United Methodists redefine marriage, end official condemnation of homosexuality

By Yonat Shimron
Posted May 3, 2024

[Religion News Service — Charlotte, North Carolina] United Methodist delegates adopted a revised definition of marriage on May 2 at their quadrennial meeting called the General Conference and deleted from their rule book a condemnation of homosexuality that has riven the denomination for 52 years.

The afternoon actions on the floor of the Charlotte Convention Center further secure a transformational change in the nation’s second-largest Protestant group — one that embraces the full equality of LGBTQ members in every aspect of church life.

While some African and U.S. delegates rallied outside the convention center against the new definition of marriage, which they contended is contrary to Scripture, the vast majority of delegates voted 523-161, or more than 3-to-1, to accept the changes to the rule book, known as the Book of Discipline.

The actions followed passage of several other measures earlier this week that overwhelmingly overturned a ban on the ordination of gay clergy and eliminated penalties for pastors who officiate at same-sex weddings.

The condemnatory passage in its Book of Discipline that says the practice of homosexuality is “incompatible with Christian teaching,” which was added to the Book of Discipline in 1972, was scrapped. The passage had caused great pain to its LGBTQ members and allies over the years. Delegates agreed to drop it without any discussion.

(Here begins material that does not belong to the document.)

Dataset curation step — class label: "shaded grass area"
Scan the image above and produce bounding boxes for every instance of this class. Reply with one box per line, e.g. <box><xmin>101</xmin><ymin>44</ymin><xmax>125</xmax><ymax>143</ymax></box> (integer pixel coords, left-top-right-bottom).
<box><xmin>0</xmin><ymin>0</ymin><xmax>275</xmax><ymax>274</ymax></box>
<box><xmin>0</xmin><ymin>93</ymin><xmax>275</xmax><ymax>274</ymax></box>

But delegates spent more than an hour debating and refining the definition of marriage. A Zimbabwean delegate, Molly Mwayra, proposed an amendment to the definition of marriage that acknowledged that marriage is a union between a man and woman but adds that it can also be a union between “two adult persons of consenting age.”

That revision was overwhelmingly agreed to by delegates as a way to accommodate Methodists in Africa.

“I just thought it was a beautiful example of someone trying to bridge cultures and make space for everyone to be included,” said Randall Miller, who chaired the denominational task force charged with revising the denomination’s statements about social principles.

Homosexuality is illegal, indeed a crime, in more than two dozen African countries. Many African United Methodists wanted a definition of marriage that does not put them in crosshairs of national laws. They are also trying to fight the plague of child marriage; hence the wording about “consenting age.”

The broader, more inclusive definition seemed to meet that need. The revised social principles adopted by delegates also include sections rejecting child marriage and polygamy and supporting consent in sexual relationships.

“Our goal was to create a church in which everyone is respected and every voice is heard,” said the Rev. Ande Emmanuel, a Nigerian pastor who was a member of the social principles task force. “Africa is a different reality. America is a different reality. In this document, we try as much as possible to find common ground.”

After the vote, a group of more than 100 delegates and observers called a meeting outside the convention center bemoaning the changed definitions.

“We do not accept a change in the definition of marriage, and we will never accept marriage as anything other than one man and one woman, no matter what the Book of Discipline says,” said their leader, the Rev. Jerry Kulah of Liberia. “We are devastated now to be part of a denomination that officially contradicts the Bible’s teaching on marriage and sexual morality.”

Kulah has for months been suggesting that some African churches will leave the denomination.

In concert with several traditional United Methodist advocacy groups, such as Good News Magazine and the Wesleyan Covenant Association, Kulah has been advocating for a policy that would allow churches to leave the denomination.

So far, they have been unsuccessful. The General Conference on Wednesday voted to eliminate the pathway to disaffiliation that was created in 2019. In another motion, it directed annual conferences to develop policies for inviting disaffiliated churches to return to the fold, if they wish.

The denominational meeting concludes May 3.